Ainsi donc nos deux acteurs auraient bravé la bienséance de rigueur en osant des affiches portant atteinte, comme l’écrivent sans rire nos féministes de service, « à l’image de la personne humaine ». Des plaintes ont été déposées auprès de l’Autorité de régulation professionnelle de la publicité.

Cette censure – puisqu’il s’agit bien de cela – semble avoir fait doucement rigoler nos deux hommes qui, sur Twitter, ironisaient : « On vous fait une petite photo car nos affiches risquent de devenir collector. »

Quelle audace ! Quel culot ! Quelle bouffée d’air frais ! Quel courage ! On s’est enthousiasmé sur la toile pour nos deux héros. Alors, quitte à jouer les mauvais coucheurs, je dois vous confesser que je suis un peu dubitatif. Il faut dire que j’ai encore en tête une petite histoire qui me semble éclairante sur le « courage » de Gilles Lellouche.

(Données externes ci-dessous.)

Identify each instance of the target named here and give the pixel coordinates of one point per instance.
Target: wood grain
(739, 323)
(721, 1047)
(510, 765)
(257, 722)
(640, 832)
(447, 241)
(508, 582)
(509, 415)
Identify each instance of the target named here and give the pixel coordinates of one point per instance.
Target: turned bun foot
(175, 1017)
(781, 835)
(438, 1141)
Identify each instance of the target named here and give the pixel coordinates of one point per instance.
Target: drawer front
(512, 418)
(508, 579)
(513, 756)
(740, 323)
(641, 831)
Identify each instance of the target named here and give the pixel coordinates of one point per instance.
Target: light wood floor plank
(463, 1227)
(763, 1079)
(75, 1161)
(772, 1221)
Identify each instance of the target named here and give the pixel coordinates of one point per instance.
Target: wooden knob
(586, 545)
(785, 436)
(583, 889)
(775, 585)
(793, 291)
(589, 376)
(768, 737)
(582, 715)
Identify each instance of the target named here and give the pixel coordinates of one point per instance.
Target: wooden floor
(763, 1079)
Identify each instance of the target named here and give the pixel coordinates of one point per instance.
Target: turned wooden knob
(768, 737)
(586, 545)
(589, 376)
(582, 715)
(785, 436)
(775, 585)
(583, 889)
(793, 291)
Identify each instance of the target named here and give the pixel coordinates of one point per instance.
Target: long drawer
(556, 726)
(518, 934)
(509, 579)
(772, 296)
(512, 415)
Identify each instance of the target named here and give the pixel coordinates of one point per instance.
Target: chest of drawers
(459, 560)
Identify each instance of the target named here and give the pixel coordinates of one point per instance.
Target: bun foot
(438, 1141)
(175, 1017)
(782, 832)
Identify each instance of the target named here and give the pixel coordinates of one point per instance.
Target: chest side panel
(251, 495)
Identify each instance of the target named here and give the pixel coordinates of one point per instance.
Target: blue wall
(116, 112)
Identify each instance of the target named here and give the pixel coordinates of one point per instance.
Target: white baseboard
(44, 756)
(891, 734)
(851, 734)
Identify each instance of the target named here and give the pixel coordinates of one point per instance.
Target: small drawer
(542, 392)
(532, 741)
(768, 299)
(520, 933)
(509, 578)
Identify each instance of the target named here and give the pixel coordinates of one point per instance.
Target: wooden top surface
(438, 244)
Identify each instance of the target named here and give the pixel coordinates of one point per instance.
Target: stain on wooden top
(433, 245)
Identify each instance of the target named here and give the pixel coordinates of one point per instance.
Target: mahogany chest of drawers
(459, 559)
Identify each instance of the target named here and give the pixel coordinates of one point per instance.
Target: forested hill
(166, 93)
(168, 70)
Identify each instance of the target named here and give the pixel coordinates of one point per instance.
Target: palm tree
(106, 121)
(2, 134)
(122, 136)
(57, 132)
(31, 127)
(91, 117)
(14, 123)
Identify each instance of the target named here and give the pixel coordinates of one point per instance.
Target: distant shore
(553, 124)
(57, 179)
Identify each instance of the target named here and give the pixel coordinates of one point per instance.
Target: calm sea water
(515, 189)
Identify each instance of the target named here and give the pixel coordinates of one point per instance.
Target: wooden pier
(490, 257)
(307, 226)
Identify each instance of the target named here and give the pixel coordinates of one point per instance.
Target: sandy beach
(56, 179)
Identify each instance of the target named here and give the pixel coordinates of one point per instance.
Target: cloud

C’était il y a deux ans, dans l’émission de Géraldine Muhlmann, Cactus, sur Paris Première. Ce soir-là, l’un et l’autre nous étions moqués d’un petit film d’éducation destiné aux élèves de primaire, Le baiser de la lune et les petits poissons, censé sensibiliser nos rejetons aux charmes de la différence, en l’occurrence de l’homosexualité. Une sorte d’éloge de la tolérance dégoulinant de bons sentiments, une niaiserie dans l’air du temps. Nous n’avions pas quitté les studios que nos habituels bien-pensants partaient en chasse : nous étions tous les deux d’affreux homophobes.

Tout cela aurait prêté à rire si, la semaine suivante, sommés de nous expliquer par une presse et des associations soucieuses de couper quelques têtes déplaisantes, nous ne nous étions pas retrouvés sur le même plateau. Et là, alors que je m’étonnais d’un tel charivari et refusait, bien sûr, de présenter la moindre excuse, quelle ne fut pas ma stupeur d’entendre notre homme se lancer dans une autocritique en règle. Il y allait de sa réputation, on l’avait mal compris, il ne pouvait être celui qu’on soupçonnait qu’il fût. J’en étais mal à l’aise. Pour lui cela va sans dire. Mais que voulez-vous, une carrière vaut bien quelques petites humiliations.

Alors, le courage, l’audace de Gilles Lellouche… Mais son sens du marketing, ça oui, je suis d’accord.